In his review of Rough and Rowdy Ways in the Minneapolis Star Tribune, critic Jon Bream sees "My Own Version of You" as bearing the influence of the many traditional pop standards Dylan had recently recorded in the studio and live in concert: "Sonically, this has the flourish of neither colorful keyboardist [Leon Russell or Liberace] but rather plenty of underwater surf guitar.

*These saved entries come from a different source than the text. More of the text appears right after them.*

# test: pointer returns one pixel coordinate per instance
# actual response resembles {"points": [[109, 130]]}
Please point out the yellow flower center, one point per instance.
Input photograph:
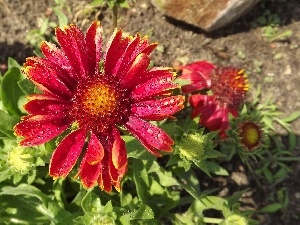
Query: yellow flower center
{"points": [[230, 85], [100, 99], [99, 103]]}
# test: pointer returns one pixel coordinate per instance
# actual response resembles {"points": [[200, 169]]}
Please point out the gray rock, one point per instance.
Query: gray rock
{"points": [[209, 15]]}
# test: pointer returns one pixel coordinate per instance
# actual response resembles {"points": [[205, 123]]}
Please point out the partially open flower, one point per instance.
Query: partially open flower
{"points": [[228, 87], [78, 92], [250, 135]]}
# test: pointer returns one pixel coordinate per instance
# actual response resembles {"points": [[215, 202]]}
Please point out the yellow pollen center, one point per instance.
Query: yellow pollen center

With Dylan's vocals upfront over what sounds like a soundtrack to an old silent movie, this moody piece recalls the evocative jazz of Dylan's three recent collections of standards".

Spectrum Culture cited it as one of "Bob Dylan's 20 Best Songs of the '10s and Beyond". The Big Issue placed it at #76 on a list of the "80 best Bob Dylan songs - that aren't the greatest hits". A 2021 Guardian article included it on a list of "80 Bob Dylan songs everyone should know".

== Cultural references ==
Two of the song's lyrics reference famous lines in plays by William Shakespeare: "Well, it must be the winter of my discontent" paraphrases the opening line of Richard III and "Tell me what it means / To be or not to be" alludes to the most well-known line in Hamlet.

"I'll take the Scarface Pacino and the Godfather Brando / Mix 'em up in a tank and get a robot commando" refers to two of the most famous performances by American "method actors" Al Pacino and Marlon Brando.

The line about making "gunpowder from ice" is a reference to a passage in Chapter 5 of Gulliver's Travels by Jonathan Swift.

The line "I'll be at the Black Horse Tavern on Armageddon Street" contains two references to the Book of Revelation: In addition to the obvious reference to the biblical end times battle, the "Black Horse" is likely a reference to the Third Horseman of the Apocalypse (AKA Famine) who rides a black horse and may also be the inspiration for the Rough and Rowdy Ways song Black Rider". However, the phrase could also evoke the White Horse Tavern in Greenwich Village—a famous hangout of folk musicians, artists, and bohemians, as well as the last place poet Dylan Thomas drank before his death. Given that Dylan took his stage name from Thomas, this may be a subtle nod to the poet’s tragic end.

The song alludes to classical antiquity with lines about Julius Caesar and "Trojan women and children" being sold into slavery. Similar references to Ancient Greece and Rome can be found on other songs on Rough and Rowdy Ways.

As in "Goodbye Jimmy Reed", the line "You can bring it to Saint Peter, you can bring it to Jerome" humorously juxtaposes the sacred and the secular by referencing an apostle of Jesus alongside Bo Diddley's maracas player. Jerome may also refer to Saint Jerome of Stridon, a Christian pirest, confessor and theologian.

The line "Can you help me walk that moonlight mile?" is a reference to the 1971 song "Moonlight Mile" by The Rolling Stones (who are also referenced as "them British bad boys" on Rough and Rowdy Ways opening track "I Contain Multitudes").

Dylan identifies "Mr. Freud" and "Mr. Marx" as two of the "best-known enemies of mankind" in the song and refers to them as burning together in hell. Dylan had derisively mentioned Freud and Marx together on at least one previous occasion: At a press conference in Rome to promote Love and Theft in 2001, Dylan was asked if he feared analysis. His response was, "No...I don't know what anybody can find in any of my stuff...Analysis? A Freudian analysis, you mean? Or German idealism? Or maybe a Freudian-Marxist? I don't know".

==Live performances==
"My Own Version of You" received its live debut at the Riverside Theater in Milwaukee, Wisconsin on November 2, 2021, the first concert of Dylan's Rough and Rowdy Ways World Wide Tour. According to Dylan's official website, he has performed the song in concert 275 times as of November 2025.